Generation 2.0 comprises vehicles with enhanced motility built into their locomotive structures. A prime example is Lockheed Martin's MULE (multifunction utility / logistics and equipment), which has two design innovations that enhance mobility in rough terrain.
Its six wheels are individually attached to separate articulated axles that can adjust wheel position in all three dimensions – a form of independent suspension that permits the robot to negotiate irregular discontinuous surfaces such as low walls. Should one of the wheels or axles be disabled, the robot can adjust its centre of gravity to drive on five (or even as few as three) wheels.
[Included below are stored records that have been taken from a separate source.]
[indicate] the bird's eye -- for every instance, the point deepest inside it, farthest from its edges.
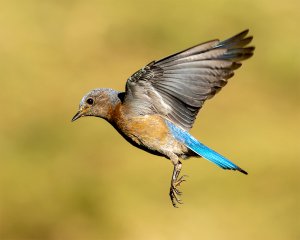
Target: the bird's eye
(90, 101)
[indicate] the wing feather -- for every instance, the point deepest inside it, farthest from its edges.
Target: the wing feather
(177, 86)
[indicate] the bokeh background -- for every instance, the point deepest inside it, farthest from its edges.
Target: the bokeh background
(61, 180)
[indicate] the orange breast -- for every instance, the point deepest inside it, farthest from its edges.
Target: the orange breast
(149, 130)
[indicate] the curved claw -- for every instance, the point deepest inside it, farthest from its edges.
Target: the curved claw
(174, 198)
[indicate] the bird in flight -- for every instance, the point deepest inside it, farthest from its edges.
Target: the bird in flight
(161, 102)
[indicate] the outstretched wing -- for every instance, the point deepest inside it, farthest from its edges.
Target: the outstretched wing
(177, 86)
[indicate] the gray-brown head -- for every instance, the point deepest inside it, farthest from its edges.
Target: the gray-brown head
(98, 103)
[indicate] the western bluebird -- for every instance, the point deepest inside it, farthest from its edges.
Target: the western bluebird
(162, 100)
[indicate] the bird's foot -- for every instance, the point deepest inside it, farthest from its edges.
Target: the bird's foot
(174, 192)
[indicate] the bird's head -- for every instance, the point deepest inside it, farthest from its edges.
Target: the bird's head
(97, 103)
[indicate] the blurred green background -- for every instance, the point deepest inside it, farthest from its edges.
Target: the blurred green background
(61, 180)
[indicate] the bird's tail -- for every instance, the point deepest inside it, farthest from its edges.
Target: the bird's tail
(202, 150)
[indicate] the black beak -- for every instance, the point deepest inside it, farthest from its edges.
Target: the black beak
(77, 115)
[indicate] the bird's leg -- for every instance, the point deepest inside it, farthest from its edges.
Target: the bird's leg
(175, 182)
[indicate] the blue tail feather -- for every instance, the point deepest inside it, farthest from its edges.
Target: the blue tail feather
(203, 151)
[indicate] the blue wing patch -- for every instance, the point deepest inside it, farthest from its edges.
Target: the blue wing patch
(199, 148)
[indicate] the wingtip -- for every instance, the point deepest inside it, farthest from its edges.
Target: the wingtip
(242, 171)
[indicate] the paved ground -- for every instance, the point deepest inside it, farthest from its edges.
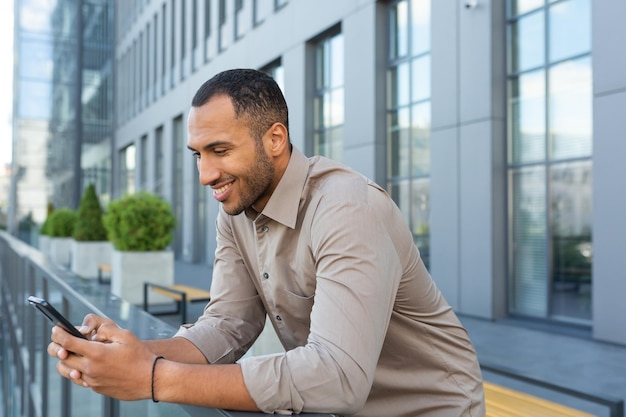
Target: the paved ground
(569, 359)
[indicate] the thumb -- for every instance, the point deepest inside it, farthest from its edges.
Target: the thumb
(109, 332)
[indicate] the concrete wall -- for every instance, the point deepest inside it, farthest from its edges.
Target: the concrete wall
(609, 151)
(468, 204)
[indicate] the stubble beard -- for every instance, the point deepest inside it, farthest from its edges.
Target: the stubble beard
(258, 179)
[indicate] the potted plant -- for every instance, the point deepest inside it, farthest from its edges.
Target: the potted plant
(90, 247)
(44, 232)
(61, 228)
(140, 227)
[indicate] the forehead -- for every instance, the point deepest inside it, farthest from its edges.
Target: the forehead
(218, 108)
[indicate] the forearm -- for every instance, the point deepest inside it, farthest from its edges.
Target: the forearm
(176, 349)
(216, 386)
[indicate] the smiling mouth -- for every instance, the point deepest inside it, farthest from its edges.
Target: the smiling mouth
(221, 189)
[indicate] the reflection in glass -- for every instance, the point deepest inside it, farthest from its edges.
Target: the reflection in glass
(570, 29)
(571, 109)
(527, 117)
(527, 42)
(420, 139)
(571, 241)
(523, 6)
(398, 142)
(127, 169)
(420, 26)
(528, 253)
(398, 85)
(408, 115)
(328, 101)
(399, 23)
(421, 78)
(420, 216)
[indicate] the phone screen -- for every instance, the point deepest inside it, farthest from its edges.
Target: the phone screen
(54, 316)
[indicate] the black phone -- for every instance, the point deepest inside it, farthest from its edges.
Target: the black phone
(54, 316)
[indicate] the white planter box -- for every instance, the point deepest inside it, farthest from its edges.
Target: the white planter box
(61, 250)
(44, 244)
(86, 256)
(129, 271)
This second wave of UGVs represents significant but still evolutionary innovation in locomotive structure. Similarly, the UGV has enough intrinsic computer power to make adaptive adjustments to its basic functional processes, but the remote human driver still operates the vehicle.
A BREAK WITH TRADITION
Generation 3.0 features true revolutionary departures from the existing paradigms of axled locomotion and human command. The latter appears less futuristic, if only because UAVs already employ similar technologies, but is actually more impressive in that ground environments are much more cluttered and chaotic than midair environments.
A high-profile example of transferring decision-making responsibility from operator to robot is the Crusher UPI programme, managed by DARPA's Tactical Technology Office (TTO). The UPI programme integrates the Spinner UGCV (a Gen 1.5 platform) with the PerceptOR (perception for off-road robotics) programme.
In turn, PerceptOR combines multimodal sensory technology such as machine vision and gyroscopes with more radically innovative autonomous navigation algorithms, which ideally would be able to perform 'local path optimisation' (intelligently deciding which obstacles can be avoided and which must be negotiated).
The more exotic side of Generation 3.0 is the incorporation of naturally occurring locomotion techniques into robotic technology. Biomimetics, the mimicry of biological design, treats evolution and natural selection as the ultimate proof-of-concept validators, and in the animal kingdom, the wheel is conspicuous by its absence.
Evolution has produced two alternatives for all-purpose ground locomotion – slithering and walking – and DARPA has research projects in both areas.
The TTO's version of the snake is the multi dimensional mobility robot (MDMR) programme, which will investigate the use of 'serpentine mobility' concepts to navigate extreme terrain such as highly slippery surfaces and near-vertical slopes. Of course, the other critical capacity of a snake is that it's narrow and flexible, and thus can wriggle into rock fissures, ventilation shafts, and other spaces that might be found in, say, sites like the Tora Bora complex in Afghanistan.
DARPA has several walking robot programmes. One such vehicle is TTO's Big Dog, a four-legged 'pack mule' developed by Boston Dynamics. Big Dog has become a minor Youtube celebrity due to its ability to regain its footing after slipping on ice – without human intervention.
Similarly, the Strategic Technology Office (STO) manages the urban ops hopper programme, which aims to develop a hybrid legs-with-wheels robot with a vertical jump several times greater than that of your average pro basketball player.